DLRM / ONNX strided slice in loop issues?

kazimuth · July 13, 2021, 7:56pm

I’m having issues trying to compile a small DLRM model with TVM. I’ve been attempting to go via PyTorch → ONNX → TVM. Importing the network fails with an error “relay.concatenate requires all tensors have the same ndim”. I believe this may be due to the presence of strided slices in an Onnx loop, as mentioned in this PR: [Relay][Frontend][Onnx] Loop Support by jwfromm · Pull Request #6700 · apache/tvm · GitHub

@jwfromm , can you give me any pointers for where I might start looking to fix that issue with ONNX imports?

To reproduce:

git clone 'https://github.com/facebookresearch/dlrm'
cd dlrm
CUDA_VISIBLE_DEVICES= python dlrm_s_pytorch.py --save-onnx --mini-batch-size=256 --data-size=100

That should take only a few seconds and will result in a fresh onnx file with a small DLRM model trained on random data.

Add this file to the repo:

import onnx
import tvm
from tvm import relay

onnx_model = onnx.load('dlrm_s_pytorch.onnx')
onnx.checker.check_model(onnx_model)
mod, params = relay.frontend.from_onnx(onnx_model)

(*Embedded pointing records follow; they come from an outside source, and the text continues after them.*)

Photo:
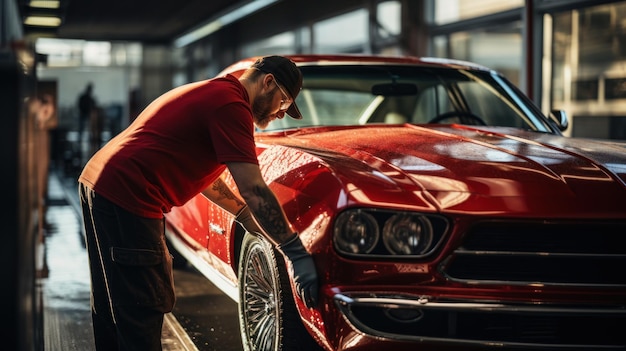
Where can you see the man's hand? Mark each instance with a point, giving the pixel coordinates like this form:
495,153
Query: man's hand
244,217
303,270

And run it to get the error.

jwfromm · July 14, 2021, 11:14pm

Thanks for pointing this out @kazimuth. I took a look and what’s happening is that pytorch is creating technically invalid Loop nodes in that they have no output shape defined. Our current loop importer relies on this output shape info and so gets confused. I’ve changed how we import Loops in this PR to not rely on onnx output shapes and confirmed that the model imports and runs after the change. Can you give it a shot and see if it works on your end?